来週は、サイバーマンデーで感謝祭後の月曜に小売りが全国的にオンラインで特別なプロモーションやセールを実施する。アドビの発表によると、今年の感謝祭当日の消費支出額は56億ドルと前年同日比5.5%増加、特にオンライン消費の強さが指摘されており、期待したい。高インフレを受けた消費者の動向に慎重な見方も多い中、今年の年末商戦日数が31日と例年に比べて多いことも小売企業を支援するだろう。



来週はまた、10月PCEコアデフレーターや7-9月期国内総生産(GDP)改定値など重要なインフレや経済指標に加えて米連邦準備制度理事会(FRB)が金融政策決定の材料とする地区連銀経済報告(ベージュブック)にも注目だ。結果を受けて、利上げ終了観測が強まれば更なる相場上昇に繋がるだろう。また、来年度のセンチメントが強く、新年度に向けた買いも続き相場を一段と押し上げる可能性もありそうだ。一部金融機関は来年の見通しでS&P500指数が過去最高値を更新するとの楽観的予想を出している。



パウエル議長をはじめFRB高官は、物価が2%目標に達する確信がまだもてないと慎重姿勢を崩していない。

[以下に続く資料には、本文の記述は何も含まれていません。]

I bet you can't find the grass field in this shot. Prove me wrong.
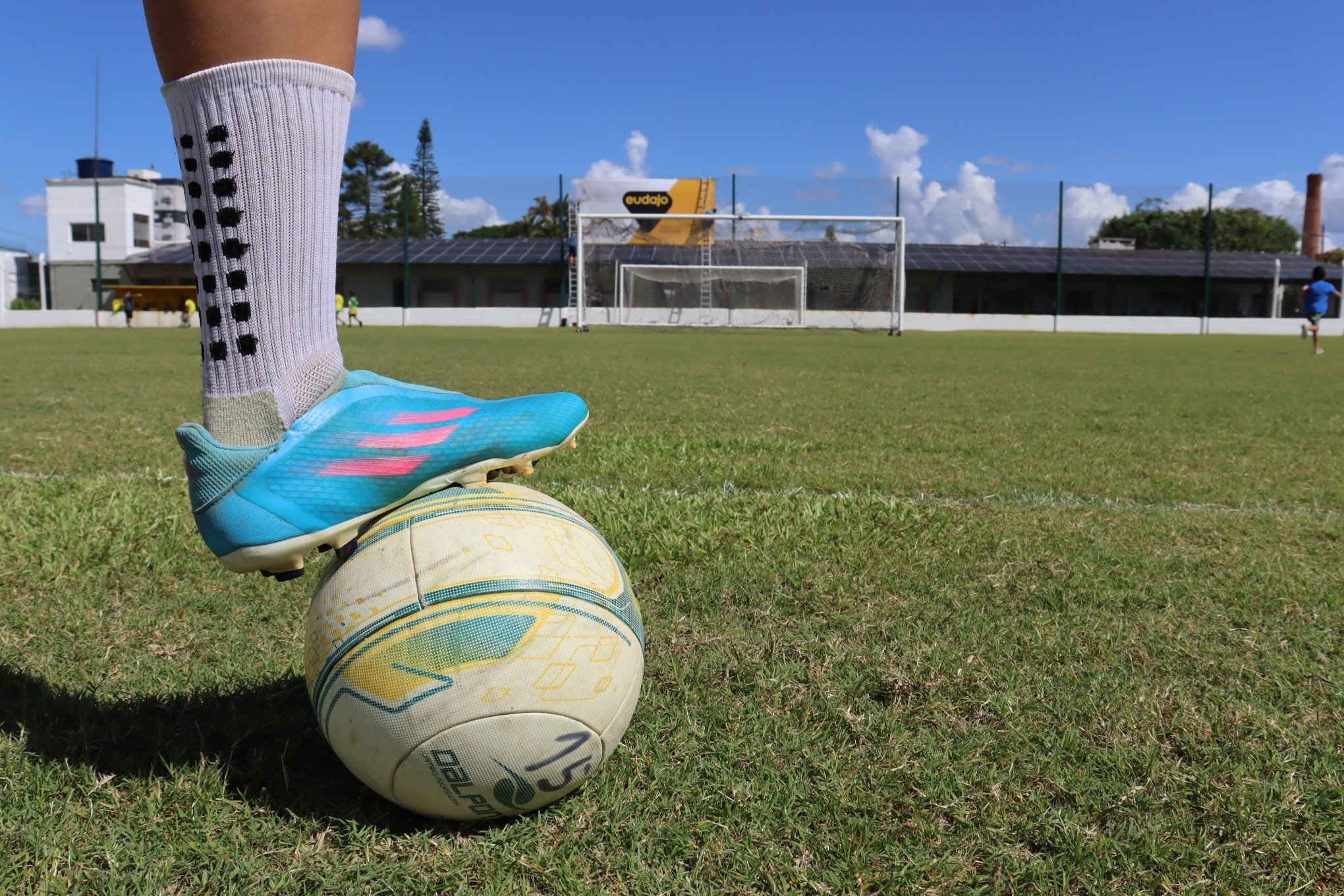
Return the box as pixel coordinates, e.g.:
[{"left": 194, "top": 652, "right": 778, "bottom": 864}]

期待インフレ率が再び上昇したほか、労働市場も底堅く、依然インフレや金利の行方には不透明性が高い。今週FRBが公表した前回のFOMC議事録では、追加利上げも除外しない姿勢を再表明している。しかし、市場は前回FOMCの結果、最新の消費者物価指数(CPI)や雇用統計の結果を受けて利上げ終了や来年の利下げ観測を依然織り込んでいる。インフレが強固で制御には時間がかかる可能性がくすぶるが、市場の利上げ終了観測や来年の利下げ観測は根強い。FRBがインフレ指標として注視している10月PCEコアデフレーターも伸びの鈍化傾向を再確認する公算だ。エコノミストは前年比+3.5%と、21年4月以降2年半ぶりの低い伸びに改善を予想している。予想通り、インフレ鈍化が確認され、さらに、FRBが公表するベージュブックでも景気減速が証明された場合、利上げ終了期待がさらに強まり、相場を一段と押し上げるだろう。



来週はまた、ニューヨークタイムズ紙主催の会合で、テスラのマスク最高経営責任者(CEO)、JPモルガンのダイモンCEOなどが講演予定で注目材料になる。



経済指標では、10月新築住宅販売、11月ダラス連銀製造業活動(27日)、9月FHFA住宅価格指数、9月S&P20都市住宅価格指数、11月コンファレンスボード消費者信頼感指数、11月リッチモンド連銀製造業指数(28日)、10月卸売在庫、7-9月期国内総生産(GDP)改定値(29日)、週次新規失業保険申請件数、10月PCEコアデフレーター、11月シカゴPMI、10月中古住宅販売仮契約(30日)、11月製造業PMI、10月建設支出、11月ISM製造業景況指数(12月1日)、などが予定されている。また、FRBは29日にベージュブックを公表する。



主要企業決算では、ハイテク関連でサイバーセキュリティ製品・サービス会社のクラウドストライク、ソフトウエアメーカーのスプランクやインテュイット、クラウドアプリケーションを手掛けるワークデイ(28日)、クラウド型ソフトウエア会社のセールスフォース、ソフトウエアメーカーのスノーフレーク(29日)、コンピューターメーカーのデル・テクノロジーズ(30日)、小売り関連では、ディスカウント小売りのダラー・ツリー、ペット関連の健康サービスを提供するぺトコ・ヘルス・アンド・ウェルス、カルバンクラインやトミー・ヒルフィガーブランドを運営するPVH、食品加工メーカーのホーメルフーズ、靴販売会社のフット・ロッカー(29日)、スーパーマーケット運営のクローガー、ディスカウント小売りのビッグロッツ、化粧品小売りのアルタ・ビューティー(30日)、また、地銀のファーストリパブリック(29日)、などが予定されている。



スーパーマーケット運営のクローガーでは高インフレの影響を受け、慎重な消費動向で売り上げ減に警戒だ。